With a new name – it will be called Care England – the body will operate from January 1, 2014. I know some will get all watery-eyed over the seeming passing of the two organisations, but frankly, I think it’s a great move.

Sir Digby Jones has always maintained the care sector needed a united front and that fragmentation hindered our cause. Here we have fantastic example of common sense prevailing, while simultaneously creating much sharper tool for care sector lobbying.

In a joint statement the two chairman Nadra Ahmed OBE and Jane Ashcroft said: “Our sector faces a period of considerable challenge which will require robust representation on behalf of our membership. For some time now our two organisations have been working together so it felt like the natural next step in our relationship. We believe that combining the two strong and respected organisations together will strengthen the voice of health and social care and give our membership a wider range of services”

The two CEOs, Sheila Scott OBE and Prof. Martin Green OBE said: “We welcome the opportunity to bring the wealth of experience of the two organisations under one banner and work together to make Care England strong and vibrant and a one-stop shop for providers to support them in delivering a quality service.

“Additionally, for the first time we will be able to demonstrate the strength of the united purpose which has brought us together and both of us welcome the opportunity to work with as many providers as possible to deliver a representative body which will be a powerful influence in the social care through the 21st Century”

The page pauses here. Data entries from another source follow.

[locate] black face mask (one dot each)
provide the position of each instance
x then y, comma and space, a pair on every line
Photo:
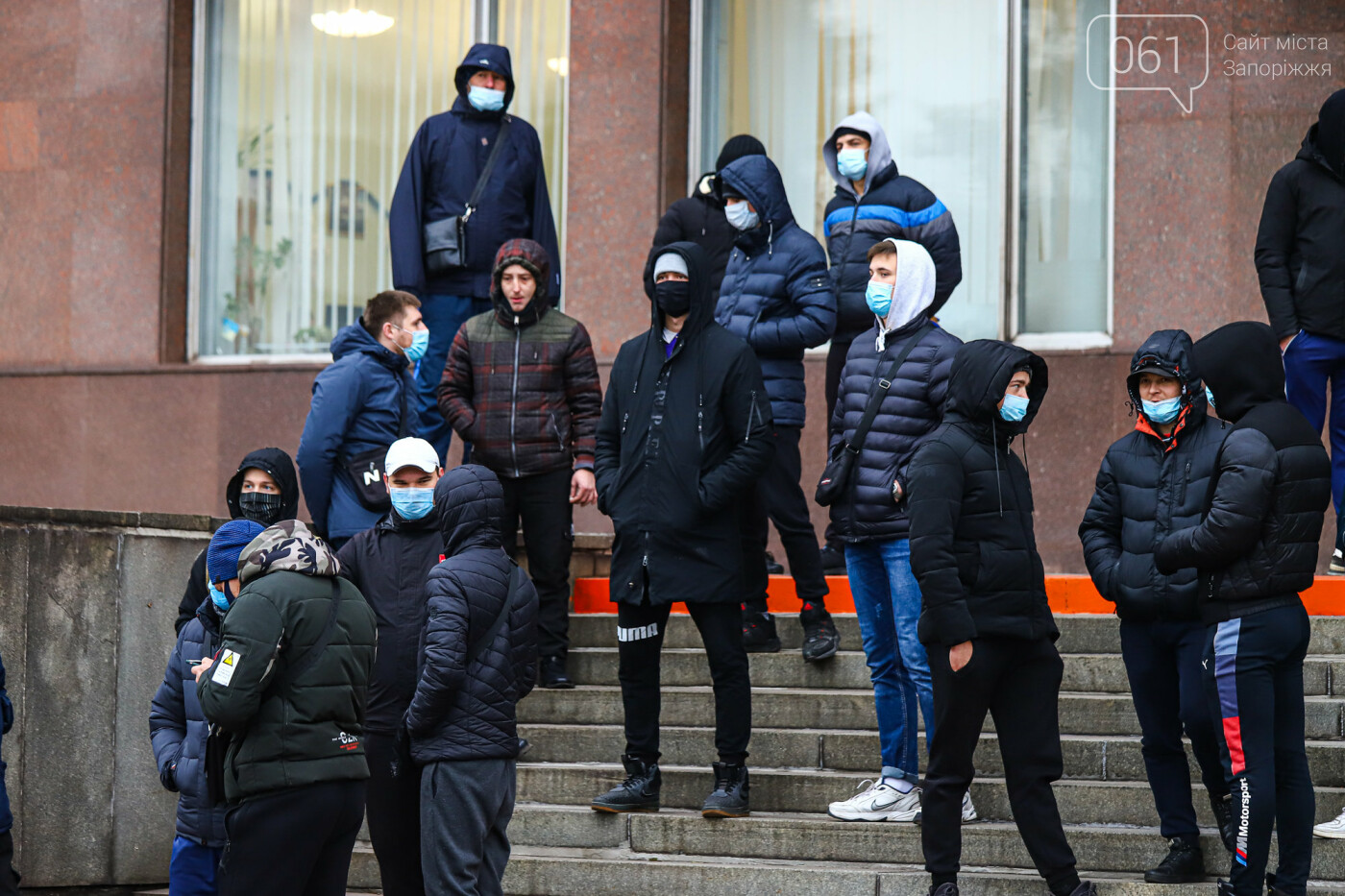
261, 506
672, 298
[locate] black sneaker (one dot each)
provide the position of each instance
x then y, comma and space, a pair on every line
833, 561
1184, 864
551, 674
730, 792
639, 792
819, 634
759, 633
1223, 808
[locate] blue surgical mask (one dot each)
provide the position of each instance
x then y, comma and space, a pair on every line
853, 163
1162, 412
412, 503
1015, 408
740, 215
878, 296
484, 98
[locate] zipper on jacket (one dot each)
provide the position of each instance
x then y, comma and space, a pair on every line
513, 401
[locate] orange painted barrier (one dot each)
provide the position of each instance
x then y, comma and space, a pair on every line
1066, 594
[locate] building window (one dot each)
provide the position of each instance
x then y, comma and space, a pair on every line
938, 78
306, 117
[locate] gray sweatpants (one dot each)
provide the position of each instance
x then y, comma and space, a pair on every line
466, 808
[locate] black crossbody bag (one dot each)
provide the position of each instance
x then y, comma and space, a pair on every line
840, 467
446, 240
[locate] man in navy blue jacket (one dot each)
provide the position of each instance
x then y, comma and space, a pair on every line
443, 164
776, 296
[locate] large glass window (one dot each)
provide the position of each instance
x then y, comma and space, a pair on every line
308, 111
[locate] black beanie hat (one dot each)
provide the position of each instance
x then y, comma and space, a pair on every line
735, 148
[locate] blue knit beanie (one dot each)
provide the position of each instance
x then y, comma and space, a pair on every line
225, 546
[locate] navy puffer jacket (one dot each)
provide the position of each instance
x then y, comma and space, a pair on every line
468, 712
775, 292
178, 732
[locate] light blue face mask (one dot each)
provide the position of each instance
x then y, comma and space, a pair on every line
1015, 408
853, 163
1162, 412
740, 215
412, 503
484, 98
878, 296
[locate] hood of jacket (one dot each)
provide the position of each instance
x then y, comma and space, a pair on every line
914, 291
698, 275
757, 181
483, 57
286, 546
1241, 365
279, 466
981, 373
533, 257
470, 502
880, 153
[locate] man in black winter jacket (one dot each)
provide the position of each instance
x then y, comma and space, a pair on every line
699, 217
390, 564
985, 620
477, 660
441, 170
776, 298
683, 436
1152, 482
1301, 262
1257, 550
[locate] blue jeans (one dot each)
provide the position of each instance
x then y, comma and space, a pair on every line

Care England hopes many local, regional and national groups will welcome the chance to work with them to make the voice of the sector stronger and stronger.

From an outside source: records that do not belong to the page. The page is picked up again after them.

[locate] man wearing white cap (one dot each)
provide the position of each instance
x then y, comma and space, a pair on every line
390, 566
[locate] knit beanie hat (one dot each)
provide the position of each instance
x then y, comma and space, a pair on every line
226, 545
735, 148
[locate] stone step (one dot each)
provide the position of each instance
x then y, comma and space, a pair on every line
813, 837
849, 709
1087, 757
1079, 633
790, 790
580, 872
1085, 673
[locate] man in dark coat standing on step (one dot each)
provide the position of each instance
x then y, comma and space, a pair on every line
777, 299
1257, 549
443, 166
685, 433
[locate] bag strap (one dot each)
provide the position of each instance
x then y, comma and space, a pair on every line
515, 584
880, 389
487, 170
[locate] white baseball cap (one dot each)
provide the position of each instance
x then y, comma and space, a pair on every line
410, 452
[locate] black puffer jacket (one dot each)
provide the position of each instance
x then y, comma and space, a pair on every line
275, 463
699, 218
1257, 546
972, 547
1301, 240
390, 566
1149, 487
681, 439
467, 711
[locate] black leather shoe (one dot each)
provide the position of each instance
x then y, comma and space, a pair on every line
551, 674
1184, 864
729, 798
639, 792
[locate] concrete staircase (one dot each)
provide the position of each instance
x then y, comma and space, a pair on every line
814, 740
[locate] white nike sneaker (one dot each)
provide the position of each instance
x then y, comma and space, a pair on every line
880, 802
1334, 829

Quite apart from the significant saving on resources, duplicated work and ending divided ‘brand’ loyalties in the regions, the merger hopefully will be a wake-up call to ministers that the industry is consolidating in a single chorus of demands.

I cannot even begin to think just how much more effective this union will be. True, it is a momentous step, but one that’s probably decades overdue. This really is a case where less is more: more efficient, more powerful, and more empowering to the care sector generally.